# Townhill Park House



## excadet

Did any of you pass through, and who do you remember,?
I passed through in 74.


----------



## P.CHARNLEY

*Towhhill Park*



excadet said:


> Did any of you pass through, and who do you remember,?
> I passed through in 74.


Yes, I was there. I was a bit before your time so I don't think we would be there at the same time. We were the first cadets in there in 1971. Finished my apprenticship in '74 with Bolton Steam Shipping. Ralph Coney was the warden and 'Knocker' Norris was his side kick. The lecturers would be about the same with Val Parsons, Rod Allan, Lacey, Tom Poore, Tom Campbell (down the heavy workshops) and of course our dear friend Pat Callahan. 
Hope those names ring a bell.
Regards,
Pete Charnley


----------



## DaveO

P.CHARNLEY said:


> Yes, I was there. I was a bit before your time so I don't think we would be there at the same time. We were the first cadets in there in 1971. Finished my apprenticship in '74 with Bolton Steam Shipping. Ralph Coney was the warden and 'Knocker' Norris was his side kick. The lecturers would be about the same with Val Parsons, Rod Allan, Lacey, Tom Poore, Tom Campbell (down the heavy workshops) and of course our dear friend Pat Callahan.
> Hope those names ring a bell.
> Regards,
> Pete Charnley


I was a BP Cadet at Southampton from 1975 to 1977 but because there were so many cadets about 2 dozen of us stayed in the Toc H hostel Talbot House in the centre of Southampton. Can't believe the quantity of beer we consumed.
I remeber Val Parsons, a brilliant lecturer and also Tom Poore but can't remember the others.
Happy days !
Regards
Dave Ord


----------



## lesliedobson

I was at Townhill park during 74-75. Most of the spare time was spent down the Swan except when Knocker had us on chores for getting back late. Unfortunately not kept in touch with many since then. Names that ring a bell include Alan Saunders, Arther Dyer, Charle Cross, Jeff Wood, Ben Stock, Tim Endean, Martin Kerry, Peter Scott, Karl Rotchell, Paddy Bartlett. Also recll most of the lecturers including Bill Norris who couldn't see a bat but used to fly about in his Mini.


----------



## ReeferEng

I was there 75/76 with Bibby's, except when we were up at The Castle or down at The Ark.
During a recent visit to Southampton, went back to have a look at the place.
Cutbush Lane is blocked off in the middle, a school has been built at the bottom end.
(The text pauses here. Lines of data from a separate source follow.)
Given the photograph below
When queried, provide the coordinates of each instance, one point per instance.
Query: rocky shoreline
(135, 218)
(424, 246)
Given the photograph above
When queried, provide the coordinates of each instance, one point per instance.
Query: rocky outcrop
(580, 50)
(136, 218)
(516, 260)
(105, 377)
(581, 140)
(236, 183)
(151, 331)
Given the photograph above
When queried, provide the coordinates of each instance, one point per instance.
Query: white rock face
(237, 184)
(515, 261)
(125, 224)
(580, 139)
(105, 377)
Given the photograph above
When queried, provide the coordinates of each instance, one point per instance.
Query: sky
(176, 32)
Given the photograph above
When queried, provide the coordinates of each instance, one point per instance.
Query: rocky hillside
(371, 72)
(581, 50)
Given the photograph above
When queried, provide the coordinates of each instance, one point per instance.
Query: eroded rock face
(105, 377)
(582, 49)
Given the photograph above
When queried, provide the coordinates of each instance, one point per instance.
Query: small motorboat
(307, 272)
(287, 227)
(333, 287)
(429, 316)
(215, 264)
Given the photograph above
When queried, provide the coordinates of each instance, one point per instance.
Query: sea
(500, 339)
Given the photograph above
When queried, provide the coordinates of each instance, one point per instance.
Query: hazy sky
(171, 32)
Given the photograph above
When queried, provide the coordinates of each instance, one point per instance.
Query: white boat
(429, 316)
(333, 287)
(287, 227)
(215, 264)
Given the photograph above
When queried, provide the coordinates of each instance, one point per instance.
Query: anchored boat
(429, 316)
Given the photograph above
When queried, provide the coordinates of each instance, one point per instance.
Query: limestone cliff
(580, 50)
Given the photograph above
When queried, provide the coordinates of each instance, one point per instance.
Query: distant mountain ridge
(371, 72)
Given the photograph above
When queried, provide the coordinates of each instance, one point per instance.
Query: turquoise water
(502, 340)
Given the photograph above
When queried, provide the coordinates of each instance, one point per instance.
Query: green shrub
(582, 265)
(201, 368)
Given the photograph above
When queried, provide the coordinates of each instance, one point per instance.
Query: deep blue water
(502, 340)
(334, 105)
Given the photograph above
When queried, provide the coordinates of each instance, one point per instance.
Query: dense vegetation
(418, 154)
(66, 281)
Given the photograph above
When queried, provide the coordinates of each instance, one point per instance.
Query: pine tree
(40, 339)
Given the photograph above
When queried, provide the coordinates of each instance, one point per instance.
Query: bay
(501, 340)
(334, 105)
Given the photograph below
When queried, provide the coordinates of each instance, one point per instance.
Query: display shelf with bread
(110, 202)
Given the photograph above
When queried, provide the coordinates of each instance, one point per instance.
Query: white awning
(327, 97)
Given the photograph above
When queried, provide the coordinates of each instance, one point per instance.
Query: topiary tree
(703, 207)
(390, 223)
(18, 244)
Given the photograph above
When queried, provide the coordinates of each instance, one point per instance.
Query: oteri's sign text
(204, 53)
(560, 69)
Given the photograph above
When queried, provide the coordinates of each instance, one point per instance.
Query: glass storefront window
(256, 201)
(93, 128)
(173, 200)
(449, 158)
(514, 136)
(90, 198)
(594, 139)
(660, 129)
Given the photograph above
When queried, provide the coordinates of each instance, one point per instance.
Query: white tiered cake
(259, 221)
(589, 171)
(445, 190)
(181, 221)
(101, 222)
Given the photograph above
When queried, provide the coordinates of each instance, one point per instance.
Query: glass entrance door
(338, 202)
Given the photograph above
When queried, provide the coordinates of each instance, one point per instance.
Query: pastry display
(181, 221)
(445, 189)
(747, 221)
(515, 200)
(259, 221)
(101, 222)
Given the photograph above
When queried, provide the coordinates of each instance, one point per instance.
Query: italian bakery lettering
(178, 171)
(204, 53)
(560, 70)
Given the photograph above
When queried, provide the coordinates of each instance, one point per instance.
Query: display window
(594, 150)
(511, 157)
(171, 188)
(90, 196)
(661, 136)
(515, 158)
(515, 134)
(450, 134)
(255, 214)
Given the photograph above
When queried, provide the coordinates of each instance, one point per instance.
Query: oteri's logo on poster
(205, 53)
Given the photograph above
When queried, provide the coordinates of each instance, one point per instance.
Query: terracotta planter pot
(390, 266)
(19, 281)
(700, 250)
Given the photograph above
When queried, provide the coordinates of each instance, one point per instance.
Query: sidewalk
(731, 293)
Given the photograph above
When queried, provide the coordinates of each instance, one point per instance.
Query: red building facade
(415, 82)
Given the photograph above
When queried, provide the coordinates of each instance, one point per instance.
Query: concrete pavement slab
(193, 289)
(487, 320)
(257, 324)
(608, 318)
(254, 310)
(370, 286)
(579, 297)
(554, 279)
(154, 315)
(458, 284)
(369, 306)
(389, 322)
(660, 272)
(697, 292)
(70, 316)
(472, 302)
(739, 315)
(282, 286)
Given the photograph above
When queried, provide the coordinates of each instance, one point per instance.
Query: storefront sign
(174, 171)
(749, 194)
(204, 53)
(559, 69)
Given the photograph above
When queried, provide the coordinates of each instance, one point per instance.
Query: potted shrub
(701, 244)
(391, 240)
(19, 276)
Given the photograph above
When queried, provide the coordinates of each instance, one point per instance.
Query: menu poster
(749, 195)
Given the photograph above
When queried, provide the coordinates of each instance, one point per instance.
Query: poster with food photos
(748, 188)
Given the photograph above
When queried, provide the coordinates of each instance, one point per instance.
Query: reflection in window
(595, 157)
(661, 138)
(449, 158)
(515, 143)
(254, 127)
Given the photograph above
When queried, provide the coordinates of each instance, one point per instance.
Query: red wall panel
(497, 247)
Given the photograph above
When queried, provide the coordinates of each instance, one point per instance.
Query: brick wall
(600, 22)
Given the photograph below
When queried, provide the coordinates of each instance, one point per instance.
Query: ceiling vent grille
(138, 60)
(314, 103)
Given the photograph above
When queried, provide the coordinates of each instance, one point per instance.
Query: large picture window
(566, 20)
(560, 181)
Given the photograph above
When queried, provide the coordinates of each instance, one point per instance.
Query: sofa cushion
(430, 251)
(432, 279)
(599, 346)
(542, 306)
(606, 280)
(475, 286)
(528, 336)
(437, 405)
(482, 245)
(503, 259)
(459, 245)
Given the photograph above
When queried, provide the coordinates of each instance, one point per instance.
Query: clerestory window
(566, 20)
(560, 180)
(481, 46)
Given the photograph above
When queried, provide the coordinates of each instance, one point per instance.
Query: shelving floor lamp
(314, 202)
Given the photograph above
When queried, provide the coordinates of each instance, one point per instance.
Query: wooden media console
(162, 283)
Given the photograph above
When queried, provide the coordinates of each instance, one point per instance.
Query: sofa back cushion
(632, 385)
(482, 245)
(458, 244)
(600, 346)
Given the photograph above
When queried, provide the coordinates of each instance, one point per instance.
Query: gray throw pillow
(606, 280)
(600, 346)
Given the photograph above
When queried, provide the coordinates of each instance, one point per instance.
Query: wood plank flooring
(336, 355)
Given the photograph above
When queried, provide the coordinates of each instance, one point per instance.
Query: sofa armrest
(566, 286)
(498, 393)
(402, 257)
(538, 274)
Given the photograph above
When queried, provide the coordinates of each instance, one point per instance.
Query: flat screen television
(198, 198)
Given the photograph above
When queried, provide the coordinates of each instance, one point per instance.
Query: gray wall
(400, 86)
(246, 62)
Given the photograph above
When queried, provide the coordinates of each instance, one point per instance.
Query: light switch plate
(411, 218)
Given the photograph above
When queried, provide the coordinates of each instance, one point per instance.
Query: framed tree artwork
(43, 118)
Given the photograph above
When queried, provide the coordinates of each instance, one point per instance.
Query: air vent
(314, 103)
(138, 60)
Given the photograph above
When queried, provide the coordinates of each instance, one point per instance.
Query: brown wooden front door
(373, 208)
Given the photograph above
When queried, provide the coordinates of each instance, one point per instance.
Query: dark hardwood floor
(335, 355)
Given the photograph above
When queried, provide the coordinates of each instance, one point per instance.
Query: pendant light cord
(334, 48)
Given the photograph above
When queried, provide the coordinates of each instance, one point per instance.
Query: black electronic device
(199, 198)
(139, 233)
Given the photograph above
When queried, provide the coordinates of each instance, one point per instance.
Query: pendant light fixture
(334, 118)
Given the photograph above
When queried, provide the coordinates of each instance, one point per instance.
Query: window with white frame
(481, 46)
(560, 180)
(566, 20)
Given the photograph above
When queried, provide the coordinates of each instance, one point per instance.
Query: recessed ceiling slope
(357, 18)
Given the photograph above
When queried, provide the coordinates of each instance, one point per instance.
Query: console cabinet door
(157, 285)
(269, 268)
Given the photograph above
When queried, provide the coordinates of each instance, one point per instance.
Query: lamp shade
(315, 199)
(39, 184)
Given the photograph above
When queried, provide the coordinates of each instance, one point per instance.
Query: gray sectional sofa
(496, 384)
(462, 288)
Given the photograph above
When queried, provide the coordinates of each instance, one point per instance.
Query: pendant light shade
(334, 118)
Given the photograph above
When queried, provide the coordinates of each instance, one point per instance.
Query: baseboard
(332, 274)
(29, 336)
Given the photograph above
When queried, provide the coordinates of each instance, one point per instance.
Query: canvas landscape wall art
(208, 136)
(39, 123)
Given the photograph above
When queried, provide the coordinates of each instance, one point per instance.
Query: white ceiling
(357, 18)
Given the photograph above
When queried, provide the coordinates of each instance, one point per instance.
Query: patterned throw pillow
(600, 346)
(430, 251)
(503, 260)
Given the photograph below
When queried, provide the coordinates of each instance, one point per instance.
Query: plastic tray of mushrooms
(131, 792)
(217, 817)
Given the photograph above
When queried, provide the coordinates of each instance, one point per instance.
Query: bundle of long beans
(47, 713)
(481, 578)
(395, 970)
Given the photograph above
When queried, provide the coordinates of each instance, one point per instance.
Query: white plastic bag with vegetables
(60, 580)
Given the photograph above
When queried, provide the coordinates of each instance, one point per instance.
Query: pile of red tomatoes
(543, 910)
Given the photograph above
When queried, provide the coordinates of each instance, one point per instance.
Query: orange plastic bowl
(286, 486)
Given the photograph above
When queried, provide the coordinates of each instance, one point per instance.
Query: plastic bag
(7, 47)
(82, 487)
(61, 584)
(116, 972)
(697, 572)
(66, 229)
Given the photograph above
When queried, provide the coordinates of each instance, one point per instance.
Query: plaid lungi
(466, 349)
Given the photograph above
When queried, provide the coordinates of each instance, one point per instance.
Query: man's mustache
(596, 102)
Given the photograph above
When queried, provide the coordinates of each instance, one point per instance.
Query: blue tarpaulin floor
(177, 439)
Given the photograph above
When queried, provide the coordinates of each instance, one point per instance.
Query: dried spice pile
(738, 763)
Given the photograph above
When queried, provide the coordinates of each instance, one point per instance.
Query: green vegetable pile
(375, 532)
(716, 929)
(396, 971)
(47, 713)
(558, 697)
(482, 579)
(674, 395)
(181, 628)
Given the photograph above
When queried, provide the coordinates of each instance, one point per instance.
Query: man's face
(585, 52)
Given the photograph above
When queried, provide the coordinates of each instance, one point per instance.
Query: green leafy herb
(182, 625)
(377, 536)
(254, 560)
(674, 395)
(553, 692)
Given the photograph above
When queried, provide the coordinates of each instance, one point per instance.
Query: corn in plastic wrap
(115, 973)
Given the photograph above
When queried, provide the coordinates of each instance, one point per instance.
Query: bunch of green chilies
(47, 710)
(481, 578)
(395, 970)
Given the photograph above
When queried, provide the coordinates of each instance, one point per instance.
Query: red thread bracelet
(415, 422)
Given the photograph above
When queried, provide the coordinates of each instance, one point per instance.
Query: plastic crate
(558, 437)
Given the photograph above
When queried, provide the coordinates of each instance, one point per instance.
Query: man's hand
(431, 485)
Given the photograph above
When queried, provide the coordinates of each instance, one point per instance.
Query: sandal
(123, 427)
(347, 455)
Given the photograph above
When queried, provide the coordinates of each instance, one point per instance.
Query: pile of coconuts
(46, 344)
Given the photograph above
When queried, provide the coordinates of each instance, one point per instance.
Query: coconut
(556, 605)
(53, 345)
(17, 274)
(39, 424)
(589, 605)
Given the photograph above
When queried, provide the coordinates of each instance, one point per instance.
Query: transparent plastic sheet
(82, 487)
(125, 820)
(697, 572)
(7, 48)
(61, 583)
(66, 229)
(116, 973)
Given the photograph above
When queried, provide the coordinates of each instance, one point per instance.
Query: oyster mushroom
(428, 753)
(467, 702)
The House is still there, although the rear of the estate had been reduced in size by the building of some large houses.
The other entrance from the housing estate was blocked with cut down trees and bushes.


----------



## bones140

I went through Townhill Park in 1981. Ralph Coney and Bill Norris were still there. I understand its been converted to a school now. I remember most of the lecturers you mentioned on Argyle Road. Was Val Parsons a Geordie? Both Tom Poore and Pat Callahan ring bells but I can't remember the subjects they taught. I remember a ship's master called Sam Toye who was a great guy.


----------



## lesliedobson

Was it Sam Toye that used to do Liberal Studies? I remember a guy by that name came in, scrawled his name on the board and announced "Toye with an E, not to be played with!" Can you imagine our response?


----------



## bones140

The very same man! When one of the lads complained that the workload was unfair he said "if life was fair I would be harbour master at Cowes not teaching a bunch of grease monkeys". He had some great pieces of advice and was very much "old school"


----------



## lesliedobson

Yep, I remember that one as well. Think it was a guy called Dick Milne having a heated exchange with him and told him that something was not fair. Sams response certainly woke us from our slumbers,
Been trying to recall some other names, Seddon was Principle but never seen, Barwell - ship construction?, Daish - Engineering Drawing ( Bumped into his nephew later in life), and I think Peacock - electricl eng/ workshops. Also the Quales ex cunarders I think.


----------



## R58484956

The name Seddon, was that Alan by any chance, ex Cunard


----------



## lesliedobson

Just checked in an old report and it was signed by Alan Seddon. Only recall seeing him twice, once at interview and the second when he passed on a message from the company Super.


----------



## R58484956

Alan And I were great drinking partners, he came with me when I bought my
1st motor bike and gave me lessons. I asked him once when he has a brilliant pupil who might know the all the answers and asks awkward questions what way did he deal with it " I tell them to F*** off and go and teach somewhere"
I wonder if he still around?


----------



## lesliedobson

*Visit to Listers*

Dug this out the other week. It was taken on a visit to Listers, think it must have been during Phase 3 in 77-78 so not strictly Townhill Park but most of us went through the place. Lets put some names to faces. I'm 3rd from left at front, can also see Tim Endean, Mal Burke, Karl Rotchell, Alan Saunders, Andy Allwood and Martin Edwards


----------



## Ghost

Yes it was Alan Seddon from Cunard, I was the apple of his eye, well not quite, he had it in for me, suspended me on day 1 and as often as he could after that. Ash Austin was still in the heavy in 71.
The little old chap in the photo 2nd Row on the right, behind Rolf Harris, wasn't he the store keeper.


----------



## nextlink

P.CHARNLEY said:


> Yes, I was there. I was a bit before your time so I don't think we would be there at the same time. We were the first cadets in there in 1971. Finished my apprenticship in '74 with Bolton Steam Shipping. Ralph Coney was the warden and 'Knocker' Norris was his side kick. The lecturers would be about the same with Val Parsons, Rod Allan, Lacey, Tom Poore, Tom Campbell (down the heavy workshops) and of course our dear friend Pat Callahan.
> Hope those names ring a bell.
> Regards,
> Pete Charnley


I arrived the year after you, 1972 and recall some of your year bought the new Yamaha 250
motorcycles.
I'm sure I've a group photo of our year somewhere, doubt I'd be able to name more than half a dozen, such is the passage of time,
Remember La Sainte Union girls playing a match, sure I'm not imagining it.
I ended up marrying one from their 75 intake, when I was Phase 11.
Hugh Edwards ex Ellermans


----------



## WOMBLE

*Townhill Park*

I spent my first year there 75-76, there must have been 70 of us give or take.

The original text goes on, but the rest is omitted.